Metric Contribution 🎯

Overview

This page describes how to add a new metric to scTimeBench.

Metric implementation is centered around the class hierarchy in src/scTimeBench/metrics/.

Metric Base Classes

All metrics inherit from BaseMetric, which provides the shared evaluation flow, database logging, dataset loading, and method-output validation.

Common family base classes include:

Use these family classes when the new metric fits an existing output type. Add a new family only when the evaluation flow is materially different.

Metric Hierarchy

Metric classes are registered automatically through the BaseMetric subclass mechanism. A metric can be a direct leaf class or a parent class that exposes submetrics.

Guidelines:

implement _defaults() to declare configurable parameters and their defaults,
implement _setup_supported_datasets() to declare the supported dataset class names,
implement _setup_method_output_requirements() to declare the required method outputs,
implement _prep_kwargs_for_submetric_eval() to pass the right arguments into the evaluator, and
implement _submetric_eval() or the family-specific evaluator such as _embedding_eval().

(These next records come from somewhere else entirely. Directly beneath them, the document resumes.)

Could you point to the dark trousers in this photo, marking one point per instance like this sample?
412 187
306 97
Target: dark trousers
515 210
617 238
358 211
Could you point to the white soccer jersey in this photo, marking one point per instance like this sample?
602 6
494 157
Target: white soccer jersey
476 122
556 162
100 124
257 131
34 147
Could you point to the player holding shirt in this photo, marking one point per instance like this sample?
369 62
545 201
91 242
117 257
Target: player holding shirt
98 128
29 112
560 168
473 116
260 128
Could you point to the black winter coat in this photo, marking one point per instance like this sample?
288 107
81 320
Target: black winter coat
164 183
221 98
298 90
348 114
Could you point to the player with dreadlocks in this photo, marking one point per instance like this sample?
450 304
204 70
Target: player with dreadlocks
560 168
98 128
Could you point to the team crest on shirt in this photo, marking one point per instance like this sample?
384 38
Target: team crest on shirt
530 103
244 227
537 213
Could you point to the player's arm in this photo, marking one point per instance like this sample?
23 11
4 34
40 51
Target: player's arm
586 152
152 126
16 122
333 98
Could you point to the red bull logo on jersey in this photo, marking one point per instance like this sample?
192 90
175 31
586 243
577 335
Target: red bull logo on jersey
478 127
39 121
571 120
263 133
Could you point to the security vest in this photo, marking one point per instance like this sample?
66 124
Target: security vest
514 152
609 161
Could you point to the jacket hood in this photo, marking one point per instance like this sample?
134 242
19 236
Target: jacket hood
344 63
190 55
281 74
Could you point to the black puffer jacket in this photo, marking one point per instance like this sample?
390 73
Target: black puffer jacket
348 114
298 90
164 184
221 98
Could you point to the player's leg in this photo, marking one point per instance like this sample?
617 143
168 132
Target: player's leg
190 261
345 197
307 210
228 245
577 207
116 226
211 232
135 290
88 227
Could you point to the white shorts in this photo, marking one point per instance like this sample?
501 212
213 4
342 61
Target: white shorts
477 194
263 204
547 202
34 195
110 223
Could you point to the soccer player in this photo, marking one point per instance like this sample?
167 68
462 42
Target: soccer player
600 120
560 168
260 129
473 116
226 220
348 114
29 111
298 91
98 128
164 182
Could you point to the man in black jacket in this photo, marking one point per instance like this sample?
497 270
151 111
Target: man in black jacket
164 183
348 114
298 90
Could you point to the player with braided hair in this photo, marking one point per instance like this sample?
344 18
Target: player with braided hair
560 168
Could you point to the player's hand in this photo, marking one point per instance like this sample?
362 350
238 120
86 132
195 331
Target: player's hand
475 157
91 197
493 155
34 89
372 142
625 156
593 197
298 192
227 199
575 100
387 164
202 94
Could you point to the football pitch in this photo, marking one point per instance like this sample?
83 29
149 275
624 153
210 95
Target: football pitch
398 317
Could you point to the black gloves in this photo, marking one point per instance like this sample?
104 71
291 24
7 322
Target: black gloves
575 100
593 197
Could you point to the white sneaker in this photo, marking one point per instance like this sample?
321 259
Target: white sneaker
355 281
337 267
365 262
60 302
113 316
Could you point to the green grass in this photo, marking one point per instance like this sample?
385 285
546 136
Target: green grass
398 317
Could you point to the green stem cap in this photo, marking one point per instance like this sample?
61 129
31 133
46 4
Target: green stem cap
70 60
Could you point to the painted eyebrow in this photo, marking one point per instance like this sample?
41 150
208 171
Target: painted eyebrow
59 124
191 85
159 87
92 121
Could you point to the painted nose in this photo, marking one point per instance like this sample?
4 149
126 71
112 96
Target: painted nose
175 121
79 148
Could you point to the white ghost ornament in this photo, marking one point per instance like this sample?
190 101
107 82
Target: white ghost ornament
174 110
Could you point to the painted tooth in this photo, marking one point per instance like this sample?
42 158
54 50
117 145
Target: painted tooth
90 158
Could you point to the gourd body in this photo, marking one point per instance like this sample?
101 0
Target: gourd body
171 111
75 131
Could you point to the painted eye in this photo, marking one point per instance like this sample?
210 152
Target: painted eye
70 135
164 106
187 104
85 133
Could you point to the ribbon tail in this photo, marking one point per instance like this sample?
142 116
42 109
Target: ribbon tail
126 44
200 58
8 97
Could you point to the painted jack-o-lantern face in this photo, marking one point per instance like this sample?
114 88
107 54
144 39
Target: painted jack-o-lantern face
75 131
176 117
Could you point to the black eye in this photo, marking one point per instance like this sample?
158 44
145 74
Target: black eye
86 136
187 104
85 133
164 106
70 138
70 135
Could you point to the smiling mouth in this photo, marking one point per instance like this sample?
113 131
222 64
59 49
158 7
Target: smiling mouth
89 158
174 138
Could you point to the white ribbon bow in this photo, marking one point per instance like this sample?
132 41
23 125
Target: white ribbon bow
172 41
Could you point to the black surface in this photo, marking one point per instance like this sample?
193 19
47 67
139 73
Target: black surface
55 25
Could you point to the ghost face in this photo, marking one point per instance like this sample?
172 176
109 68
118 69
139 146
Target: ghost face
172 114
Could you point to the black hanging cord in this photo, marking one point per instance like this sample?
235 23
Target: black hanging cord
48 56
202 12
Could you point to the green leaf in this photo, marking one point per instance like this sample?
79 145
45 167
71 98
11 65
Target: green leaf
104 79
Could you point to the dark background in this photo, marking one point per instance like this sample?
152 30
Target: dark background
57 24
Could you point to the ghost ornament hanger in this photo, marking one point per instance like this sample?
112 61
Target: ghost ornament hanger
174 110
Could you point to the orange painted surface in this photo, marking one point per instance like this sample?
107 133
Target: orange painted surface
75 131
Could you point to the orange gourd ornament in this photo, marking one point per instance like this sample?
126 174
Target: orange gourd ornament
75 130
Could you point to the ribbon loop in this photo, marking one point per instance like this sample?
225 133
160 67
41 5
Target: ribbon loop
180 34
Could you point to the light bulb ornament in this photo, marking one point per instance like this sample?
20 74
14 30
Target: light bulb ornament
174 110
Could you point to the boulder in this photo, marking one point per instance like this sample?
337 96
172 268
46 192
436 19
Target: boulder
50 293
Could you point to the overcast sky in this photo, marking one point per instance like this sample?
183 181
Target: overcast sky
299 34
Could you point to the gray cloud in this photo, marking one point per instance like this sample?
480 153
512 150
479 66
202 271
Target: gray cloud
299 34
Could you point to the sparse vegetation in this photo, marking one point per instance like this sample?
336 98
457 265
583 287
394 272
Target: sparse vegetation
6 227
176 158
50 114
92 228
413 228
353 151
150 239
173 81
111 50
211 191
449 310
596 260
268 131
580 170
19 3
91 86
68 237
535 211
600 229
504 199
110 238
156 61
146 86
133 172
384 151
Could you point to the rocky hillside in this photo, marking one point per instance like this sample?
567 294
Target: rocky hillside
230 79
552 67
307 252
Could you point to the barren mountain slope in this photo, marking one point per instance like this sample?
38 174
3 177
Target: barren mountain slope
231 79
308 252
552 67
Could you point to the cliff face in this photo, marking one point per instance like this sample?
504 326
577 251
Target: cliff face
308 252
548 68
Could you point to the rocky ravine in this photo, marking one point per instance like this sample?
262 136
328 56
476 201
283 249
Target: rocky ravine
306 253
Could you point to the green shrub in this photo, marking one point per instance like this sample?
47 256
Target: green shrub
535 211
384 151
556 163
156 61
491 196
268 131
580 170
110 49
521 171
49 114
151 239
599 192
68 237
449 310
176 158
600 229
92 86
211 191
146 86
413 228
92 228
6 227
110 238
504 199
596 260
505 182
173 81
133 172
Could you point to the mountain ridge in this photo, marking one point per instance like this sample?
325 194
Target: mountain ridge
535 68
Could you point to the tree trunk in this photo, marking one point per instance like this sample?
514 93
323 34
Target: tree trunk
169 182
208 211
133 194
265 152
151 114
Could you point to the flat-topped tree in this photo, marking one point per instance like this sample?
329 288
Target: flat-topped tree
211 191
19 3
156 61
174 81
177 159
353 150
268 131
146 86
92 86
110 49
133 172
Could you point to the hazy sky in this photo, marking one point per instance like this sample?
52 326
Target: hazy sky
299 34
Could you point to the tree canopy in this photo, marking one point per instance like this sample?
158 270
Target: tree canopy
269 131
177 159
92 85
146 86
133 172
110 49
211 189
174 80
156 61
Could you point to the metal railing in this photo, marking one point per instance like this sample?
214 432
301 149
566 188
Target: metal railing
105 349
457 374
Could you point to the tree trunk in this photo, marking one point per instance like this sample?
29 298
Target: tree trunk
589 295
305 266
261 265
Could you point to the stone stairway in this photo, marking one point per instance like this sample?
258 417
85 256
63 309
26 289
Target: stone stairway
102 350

Helper or abstract classes that are not meant to run directly should use the skip_metric decorator where appropriate.

Dataset Matching

Metrics do not match on dataset tags. They match on dataset class names, for example MaDataset, SuoDataset, or GarciaAlonsoDataset.

The default dataset tags used by the benchmark are configured separately in:

When adding a new dataset, update both the dataset registry and the metric group lists so the dataset is discoverable by the right metrics.

Metric Groups

The framework uses metric groups to choose default datasets when a run does not specify them explicitly.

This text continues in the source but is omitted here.